E invece dovetti accorgermi, con uno strano senso del dolore, che il luogo non era più come me lo ricordavo. La cella di rigore, dove nel 1979 avevo trascorso i mesi più difficili della mia vita per essermi rifiutato di lavorare nella miniera era sparita […] Me ne andai accorgendomi, con inspiegabile dolore, di non avere più presente la vera natura di quel posto, e senza riuscire a capire perché la cosa mi facesse tanto male. Ad addolorarmi era soprattutto la sparizione delle gallerie e della cella di rigore, testimoni muti delle mie terribili sofferenze.
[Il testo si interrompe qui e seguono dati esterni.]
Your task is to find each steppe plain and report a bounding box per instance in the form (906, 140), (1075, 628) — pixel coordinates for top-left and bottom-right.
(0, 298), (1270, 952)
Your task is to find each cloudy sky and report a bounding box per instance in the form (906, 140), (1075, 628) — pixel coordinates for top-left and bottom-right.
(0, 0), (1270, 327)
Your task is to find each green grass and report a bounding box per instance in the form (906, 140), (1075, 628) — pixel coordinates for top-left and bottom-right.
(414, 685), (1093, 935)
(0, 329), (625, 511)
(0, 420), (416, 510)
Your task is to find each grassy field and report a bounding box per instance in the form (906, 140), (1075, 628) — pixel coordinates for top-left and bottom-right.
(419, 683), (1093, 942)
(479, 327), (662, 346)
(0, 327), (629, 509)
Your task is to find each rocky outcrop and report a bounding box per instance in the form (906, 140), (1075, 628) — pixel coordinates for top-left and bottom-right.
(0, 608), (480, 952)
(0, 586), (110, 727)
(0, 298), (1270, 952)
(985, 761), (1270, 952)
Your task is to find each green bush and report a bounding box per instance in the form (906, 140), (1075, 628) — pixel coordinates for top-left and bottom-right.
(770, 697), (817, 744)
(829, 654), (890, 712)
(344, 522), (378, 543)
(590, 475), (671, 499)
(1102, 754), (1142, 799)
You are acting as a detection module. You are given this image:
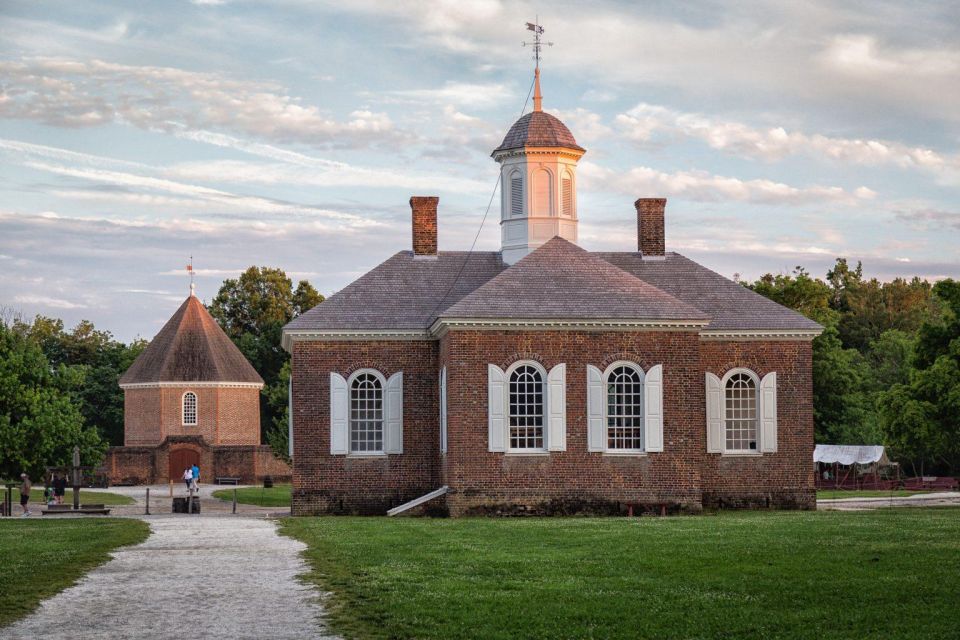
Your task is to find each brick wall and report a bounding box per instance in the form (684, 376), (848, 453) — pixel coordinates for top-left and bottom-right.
(700, 340), (816, 509)
(441, 331), (704, 515)
(292, 340), (440, 515)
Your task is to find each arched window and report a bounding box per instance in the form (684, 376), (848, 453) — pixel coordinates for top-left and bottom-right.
(723, 369), (758, 452)
(560, 172), (573, 218)
(510, 171), (523, 217)
(606, 363), (644, 451)
(183, 391), (197, 427)
(508, 363), (546, 451)
(350, 371), (383, 453)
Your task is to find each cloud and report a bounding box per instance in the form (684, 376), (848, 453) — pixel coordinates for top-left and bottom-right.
(616, 103), (960, 179)
(580, 162), (876, 205)
(0, 58), (409, 148)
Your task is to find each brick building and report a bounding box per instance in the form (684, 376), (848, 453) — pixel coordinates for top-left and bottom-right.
(283, 74), (821, 515)
(105, 287), (290, 484)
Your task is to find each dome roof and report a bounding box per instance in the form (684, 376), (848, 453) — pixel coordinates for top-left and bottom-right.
(120, 295), (263, 387)
(493, 111), (585, 153)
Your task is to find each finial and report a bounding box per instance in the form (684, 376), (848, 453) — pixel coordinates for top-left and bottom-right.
(533, 67), (543, 111)
(187, 256), (196, 297)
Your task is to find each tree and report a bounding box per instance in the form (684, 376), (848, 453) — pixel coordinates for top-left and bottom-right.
(0, 323), (106, 478)
(209, 266), (324, 458)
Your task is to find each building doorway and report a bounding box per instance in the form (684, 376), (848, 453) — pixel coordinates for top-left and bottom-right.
(168, 449), (200, 481)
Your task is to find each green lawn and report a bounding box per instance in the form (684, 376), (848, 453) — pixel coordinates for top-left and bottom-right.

Lubonja nel racconto Nostalgia e dolore, pubblicato in Nostalgia. Saggi sul rimpianto del comunismo a cura di Modrzejewski e Sznajderman, un’antologia che nasce dal contributo di diversi autori, edita da Bruno Mondadori, si chiede, dopo aver visitato i posti della sua prigionia, nei quali è stato rinchiuso con l’accusa di propaganda contro il regime, se quell’inspiegabile dolore che sente non sia nostalgia per la sua vita in carcere.
Qualora si trattasse di nostalgia, quale natura avrebbe tale sentimento razionalmente incomprensibile? Potrebbe trattarsi del rimpianto per quella fusione di emozioni che ha vissuto prima e dopo la prigionia? In realtà, Lubonja si è sempre sentito incapace di distinguere le sensazioni belle da quelle tristi, riuscendo allo stesso tempo a non confonderle. Del resto, ognuno di noi dovrebbe sempre avere la consapevolezza della netta distinzione che esiste tra gli accadimenti dovuti alla nostra volontà e quelli che avvengono per volontà altrui, di déi o dittatori che siano, e che rappresentano il destino o il fato.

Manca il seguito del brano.